Embarassing Google Searches and My Little Blog

Today's post is about my favorite feature of Google Blogger: the "Search Keywords" function.

Every day Google, on my blog's control panel, tells me what search terms people have entered into Google to find my blog. It is far and away the most amusing part of Google Blogger.

Up until a few months ago my blog was obscure enough that it only came up in very specific and seldom used searches. Like if you put in "Kyushu University Hakozaki Campus" in a Google search my blog would pop up and some people would click on it. Nothing too exciting about that.
Now though my blog has apparently been around long enough to have advanced up Google's page rankings so that it shows up on a wider range of search terms than it used to. This is where the amusement sets in.

I believe the main cause of this was this post a couple months ago that had the word "Sex" in the title. It is far and away the most viewed post on this blog and it has completely skewered the search terms that people use to reach my blog.
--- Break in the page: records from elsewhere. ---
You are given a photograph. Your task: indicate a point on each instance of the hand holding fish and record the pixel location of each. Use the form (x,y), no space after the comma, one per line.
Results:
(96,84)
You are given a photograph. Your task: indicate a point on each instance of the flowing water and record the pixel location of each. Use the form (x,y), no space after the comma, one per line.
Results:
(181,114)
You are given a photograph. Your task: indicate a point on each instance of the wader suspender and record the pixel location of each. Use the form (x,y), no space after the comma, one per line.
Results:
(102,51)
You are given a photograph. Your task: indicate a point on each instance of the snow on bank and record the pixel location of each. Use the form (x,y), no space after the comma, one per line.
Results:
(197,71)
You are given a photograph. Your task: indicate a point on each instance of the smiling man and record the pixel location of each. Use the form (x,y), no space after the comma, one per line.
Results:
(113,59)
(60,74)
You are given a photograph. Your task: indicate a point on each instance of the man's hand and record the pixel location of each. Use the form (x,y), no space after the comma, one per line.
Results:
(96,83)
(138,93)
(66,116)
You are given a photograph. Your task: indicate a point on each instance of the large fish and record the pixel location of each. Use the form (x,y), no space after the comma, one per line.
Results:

For example, looking at the past month people have arrived here via searches for:

"Fukuoka prostitute"
"Fukuoka sex
"Sex in Fukuoka
"Fukuoka brothel
"Nakasu red light district
"Nakasu Prostitution

These seem to obviously have been entered by people trying to find information on prostitutes in Fukuoka. One enterprising visitor confirms this with the most specific search:

"How to Find Prostitutes in Fukuoka"

Oh, my beautiful blog: who will weep for thee?

Another type of search that led someone to that same post was this one:

"Fuzoku on working visa"

Fuzoku you will recall is sex industry work. That exact search term was used 4 times to reach my blog, I guess by someone looking for information on whether such work would violate the terms of their visa. If that person is reading this: I think it probably would, but check with immigration.
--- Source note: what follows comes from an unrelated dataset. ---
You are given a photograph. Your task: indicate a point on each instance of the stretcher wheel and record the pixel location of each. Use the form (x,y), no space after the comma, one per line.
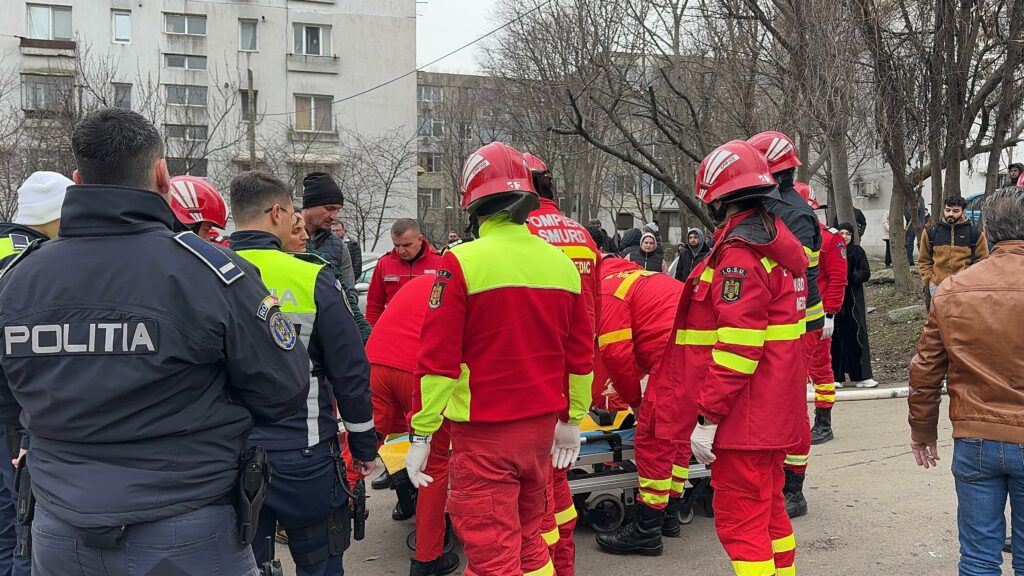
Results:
(605,512)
The most disturbing search has been this one:

"seansex 9 com"

I don't know or want to know what the hell that person was looking for, but the fact that they used it to reach this blog 3 times makes me somewhat uncomfortable.
Far and away the most amusing was this one that someone used in the last 24 hours:

"Hidden camera: Kansai women's bath"

Oh my god, I fell off my chair laughing when I saw that one. The person used it to reach this rather mundane post here. If you read it you'll notice that it has nothing to do with hidden cameras or women's baths but by some coincidence it happens to contain each of those words, scattered throughout the post.

Its entirely possible the person was doing research on something like the criminal invasion of the privacy rights of women in the Kansai area. Though that would be a generous interpretation of course.

I suppose that by putting all these search terms into a single post I am really inviting a wave of clicks. This will probably become my newest number one post in no time.